Long-horizon Visual Instruction Generation with Logic and Attribute Self-reflection
Journal:
arXiv
Published Date:
Mar 12, 2025
Abstract
Visual instructions for long-horizon tasks are crucial as they intuitively
clarify complex concepts and enhance retention across extended steps. Directly
generating a series of images using text-to-image models without considering
the context of previous steps results in inconsistent images, increasing
cognitive load. Additionally, the generated images often miss objects or the
attributes such as color, shape, and state of the objects are inaccurate. To
address these challenges, we propose LIGER, the first training-free framework
for Long-horizon Instruction GEneration with logic and attribute
self-Reflection. LIGER first generates a draft image for each step with the
historical prompt and visual memory of previous steps. This step-by-step
generation approach maintains consistency between images in long-horizon tasks.
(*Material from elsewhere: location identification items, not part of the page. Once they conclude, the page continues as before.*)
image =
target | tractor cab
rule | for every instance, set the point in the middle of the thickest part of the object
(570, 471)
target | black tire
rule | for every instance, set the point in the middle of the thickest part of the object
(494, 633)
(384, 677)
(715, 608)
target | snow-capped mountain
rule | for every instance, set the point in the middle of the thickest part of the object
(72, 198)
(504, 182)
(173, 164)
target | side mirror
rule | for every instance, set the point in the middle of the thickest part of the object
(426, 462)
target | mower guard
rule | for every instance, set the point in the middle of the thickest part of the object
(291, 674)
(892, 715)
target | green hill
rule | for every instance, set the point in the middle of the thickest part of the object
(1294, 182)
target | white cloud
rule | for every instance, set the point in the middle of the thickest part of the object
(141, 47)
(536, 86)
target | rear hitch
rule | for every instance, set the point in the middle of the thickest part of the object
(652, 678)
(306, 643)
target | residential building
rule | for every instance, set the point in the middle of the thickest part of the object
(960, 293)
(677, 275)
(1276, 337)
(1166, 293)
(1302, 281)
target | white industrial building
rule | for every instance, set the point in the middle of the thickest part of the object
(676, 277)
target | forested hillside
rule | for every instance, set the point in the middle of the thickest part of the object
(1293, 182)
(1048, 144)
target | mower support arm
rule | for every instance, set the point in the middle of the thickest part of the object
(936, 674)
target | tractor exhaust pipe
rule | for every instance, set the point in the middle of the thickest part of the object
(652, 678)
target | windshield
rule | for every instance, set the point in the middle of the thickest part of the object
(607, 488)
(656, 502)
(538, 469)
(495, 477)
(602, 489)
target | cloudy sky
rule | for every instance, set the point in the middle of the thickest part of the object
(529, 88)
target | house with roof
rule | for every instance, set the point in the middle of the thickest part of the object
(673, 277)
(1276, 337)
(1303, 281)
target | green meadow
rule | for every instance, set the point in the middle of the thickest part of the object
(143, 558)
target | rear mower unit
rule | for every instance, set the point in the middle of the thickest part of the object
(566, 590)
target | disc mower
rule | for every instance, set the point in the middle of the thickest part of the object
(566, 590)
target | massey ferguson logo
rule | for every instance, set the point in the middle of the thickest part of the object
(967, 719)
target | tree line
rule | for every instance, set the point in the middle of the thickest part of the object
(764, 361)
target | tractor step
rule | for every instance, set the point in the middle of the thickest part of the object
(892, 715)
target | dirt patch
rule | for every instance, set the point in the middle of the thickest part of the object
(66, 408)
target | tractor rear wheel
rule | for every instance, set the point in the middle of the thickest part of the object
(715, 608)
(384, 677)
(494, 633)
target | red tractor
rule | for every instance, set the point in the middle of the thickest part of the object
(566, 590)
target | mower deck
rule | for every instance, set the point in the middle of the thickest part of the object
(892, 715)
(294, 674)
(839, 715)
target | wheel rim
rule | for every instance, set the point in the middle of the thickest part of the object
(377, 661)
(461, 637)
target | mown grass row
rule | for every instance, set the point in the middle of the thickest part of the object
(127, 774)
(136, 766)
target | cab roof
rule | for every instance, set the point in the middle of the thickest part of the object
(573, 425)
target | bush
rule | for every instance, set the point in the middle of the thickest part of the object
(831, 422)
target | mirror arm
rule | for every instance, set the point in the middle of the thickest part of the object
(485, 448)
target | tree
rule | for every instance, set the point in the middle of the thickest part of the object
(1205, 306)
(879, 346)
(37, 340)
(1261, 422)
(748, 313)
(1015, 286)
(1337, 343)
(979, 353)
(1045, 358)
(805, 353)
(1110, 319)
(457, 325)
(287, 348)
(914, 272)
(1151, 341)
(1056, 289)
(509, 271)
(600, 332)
Moreover, LIGER utilizes various image editing tools to rectify errors
including wrong attributes, logic errors, object redundancy, and identity
inconsistency in the draft images. Through this self-reflection mechanism,
LIGER improves the logic and object attribute correctness of the images. To
verify whether the generated images assist human understanding, we manually
curated a new benchmark consisting of various long-horizon tasks.
Human-annotated ground truth expressions reflect the human-defined criteria for
how an image should appear to be illustrative. Experiments demonstrate the
visual instructions generated by LIGER are more comprehensive compared with
baseline methods.